A few years ago, I bought a book called "Is He The One? 101 Questions That Will Lead You to the Truth, Whatever That Is."
Each page has a question a woman supposedly should ask herself to determine whether or not her guy is, in fact, the "One."
It mostly asks obvious stuff that people ponder subconsciously anyway, like:
- "How does he treat his mother?"
-"Does he make you laugh?"
-"Does his plan for children match yours?"
According to Amazon, customers who bought this book also bought "How to Avoid Marrying a Jerk" and "How Can You Tell If You're Really In
Basically, really confused people. The kind of people who turn to Dr. Phil for advice.
Unfortunately, "Is He the One?" probably won’t help these people any more than Dr. Phil would. It can help you pinpoint things you like and don't like about a guy, but it won't tell you if he's the "One,” because there's no formula for that.
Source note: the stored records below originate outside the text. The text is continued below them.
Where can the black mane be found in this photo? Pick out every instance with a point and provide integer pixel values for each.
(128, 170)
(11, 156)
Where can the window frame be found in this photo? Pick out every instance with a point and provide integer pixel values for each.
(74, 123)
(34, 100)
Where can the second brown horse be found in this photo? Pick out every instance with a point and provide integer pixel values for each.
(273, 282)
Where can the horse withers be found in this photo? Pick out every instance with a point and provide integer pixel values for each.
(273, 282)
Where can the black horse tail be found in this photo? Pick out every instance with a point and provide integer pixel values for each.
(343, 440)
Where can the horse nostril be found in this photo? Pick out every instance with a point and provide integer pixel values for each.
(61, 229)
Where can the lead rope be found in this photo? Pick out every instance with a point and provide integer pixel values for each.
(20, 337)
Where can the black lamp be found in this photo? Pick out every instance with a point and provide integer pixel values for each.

Let's say he receives positive answers for 60 percent of the 101 questions.
Does THAT mean he's the “One”?
Or should he have received a higher score, like 87 percent? Would THAT score make him the “One”?
And what about 100 percent? If you have good things to say about him for all the questions presented in this book, does THAT mean you should commit your life to this guy forever?
This is why the book doesn't work. Because after you've answered all the questions, you're left with the same glaring question you started with:
Is he the “One”?
And that's only a valid question if you believe there IS such a thing as the “One."
People who believe this theory likely believe in fate or destiny or God's will. That whomever we end up with isn't a choice, but rather, that he or she is pre-destined to be our compatible companion in life.
But there are over 6.6 Billion (with a capital B) people on this planet.
Does it even make sense to think that only one person is capable of making us happy?
I rejected this theory a while ago because following it can cause serious anxiety issues.
No matter who you're with, you'll always be asking yourself if he is that ONE special person out of all the other choices.
Sure, he makes you happy -- but does he make you happy ENOUGH? Or is the elusive "One" still out there who could make you happier?
This kind of thinking only perpetuates a “grass is greener on the other side” mentality. You’ll never be satisfied with what you’ve got while wondering what you’re missing.
The alternative is to believe that there are multiple people with whom you are compatible, and that you could be happy with any one of them. That the person you spend your life with is a matter of settling.
Not quite as romantic, I know, but reasonable.
In this way, when you meet someone who makes you happy and with whom you can see yourself sharing a lifetime, there is no reason NOT to marry that person over the other options. Basically, you acknowledge that others exist who could make you happy, but not necessarily happier than the person you've chosen.
Even this thinking, though, leaves you asking questions. Because in the end, you weren't really wondering if your boyfriend was the "One" -- you were wondering, "Should I marry him?"
And no matter where you turn, be it a book or God or your belief that the "One" for you is out there, no one can answer that question except you.
Just to be safe, though, you might want to read "How to Avoid Marrying a Jerk" before making a decision.